Famous for his Water Lilies, which took inspiration from the water lilies he saw in the pond in his garden at Giverny, Monet favoured plein air painting, which he adopted in his youth. A founding member of the Impressionist group, he worked with his colleagues around Paris and in the Normandy region, to which he remained deeply attached throughout his life.
His Impression, Sunrise, painted in Le Havre, Normandy, is the work that gave its name to the Impressionist movement.
Pierre-Auguste Renoir was one of the artists most closely associated with the first Impressionist exhibition. He was involved in organising the exhibition and undoubtedly decided how it would be displayed. A brilliant and sensitive landscape painter, he was also fascinated by the modern world and portrayed his contemporaries in works that were vibrant with life. His paintingThe Parisian Girl depicts a young actress, Henriette Henriot, dressed in the latest fashion. Renoir captured the vivacity and elegance of this young woman, firmly anchoring her in her time.
A founding member of the Impressionist group, Degas distinguished himself from his colleagues by his choice of subjects. Rather than painting landscapes, he preferred to depict Parisian life in all its modernity. He painted café interiors and the world of show business, with dancers on stage, rehearsing or resting. He was also interested in working women – milliners or laundresses – focusing on their movements and attitudes.
InThe Laundress, Degas takes a close look at a young woman busily at work: in this case, the young model Emma Dobigny. With a few strokes of charcoal, chalk and pastel, he describes her repetitive movements and conveys her weariness.
Berthe Morisot was one of the few women in the Impressionist movement; she was also the first to join its exhibitions. Although she came from a middle-class background, Morisot succeeded in establishing herself as a female artist within an avant-garde group, where she depicted remarkable scenes of modern life with aplomb.

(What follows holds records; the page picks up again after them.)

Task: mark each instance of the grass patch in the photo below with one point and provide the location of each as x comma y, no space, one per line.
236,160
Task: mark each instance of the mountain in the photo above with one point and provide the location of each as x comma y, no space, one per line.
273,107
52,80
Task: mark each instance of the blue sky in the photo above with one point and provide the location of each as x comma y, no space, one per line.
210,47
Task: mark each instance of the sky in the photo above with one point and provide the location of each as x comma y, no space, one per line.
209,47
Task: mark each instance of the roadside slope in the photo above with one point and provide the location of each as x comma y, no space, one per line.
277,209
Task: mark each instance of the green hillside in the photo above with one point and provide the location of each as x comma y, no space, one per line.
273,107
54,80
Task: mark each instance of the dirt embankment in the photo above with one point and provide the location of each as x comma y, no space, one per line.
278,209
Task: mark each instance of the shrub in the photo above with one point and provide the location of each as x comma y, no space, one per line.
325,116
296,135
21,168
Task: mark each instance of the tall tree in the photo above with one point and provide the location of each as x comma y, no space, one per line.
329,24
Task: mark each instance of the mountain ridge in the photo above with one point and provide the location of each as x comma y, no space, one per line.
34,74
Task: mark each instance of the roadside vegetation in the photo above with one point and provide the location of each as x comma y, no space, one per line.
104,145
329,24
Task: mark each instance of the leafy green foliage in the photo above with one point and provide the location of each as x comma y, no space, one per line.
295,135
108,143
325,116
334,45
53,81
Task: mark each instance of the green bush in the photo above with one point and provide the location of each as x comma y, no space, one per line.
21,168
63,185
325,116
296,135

These were sometimes severely criticised for being too hastily painted, or for showing a sensibility that was then considered, not without contempt, to be ‘feminine’.
Her painting The Cradle depicts her sister Edma – herself a gifted artist who gave up painting after her marriage – tenderly, and perhaps melancholically, watching over the sleep of her daughter Blanche, whose features are barely sketched, glimpsed behind a light veil.
Born in the south of France, Cézanne remained strongly attached throughout his life to the landscapes of his childhood, such as Mount Sainte-Victoire, near his native Aix-en-Provence. In the early 1870s, he spent time in Paris and Auvers-sur-Oise, where he learned plein air painting from Camille Pissarro. Pissarro invited Cézanne to take part in the first Impressionist exhibition.
At the exhibition, Cézanne presented recent works: two landscapes of Auvers, and a genre scene, A Modern Olympia. The sketch was provocative because of its theme – set in a brothel – and its particularly loose brushwork. The painting caused a scandal and came in for heavy criticism.
Camille Pissarro was the only Impressionist artist – of whom he was the oldest – to have taken part in all the group’s exhibitions from 1874 to 1886, establishing himself as one of its central figures. In the early 1870s, he encouraged his fellow Impressionists to go out and practice plein air painting, and had a profound influence on Cézanne in particular.
His painting Hoarfrost, done in the countryside around Pontoise, north-west of Paris, shows the artist’s mastery of atmospheric effects: in this case, a winter’s morning, when the cold has hardened the earth, covering it with a veil of frost.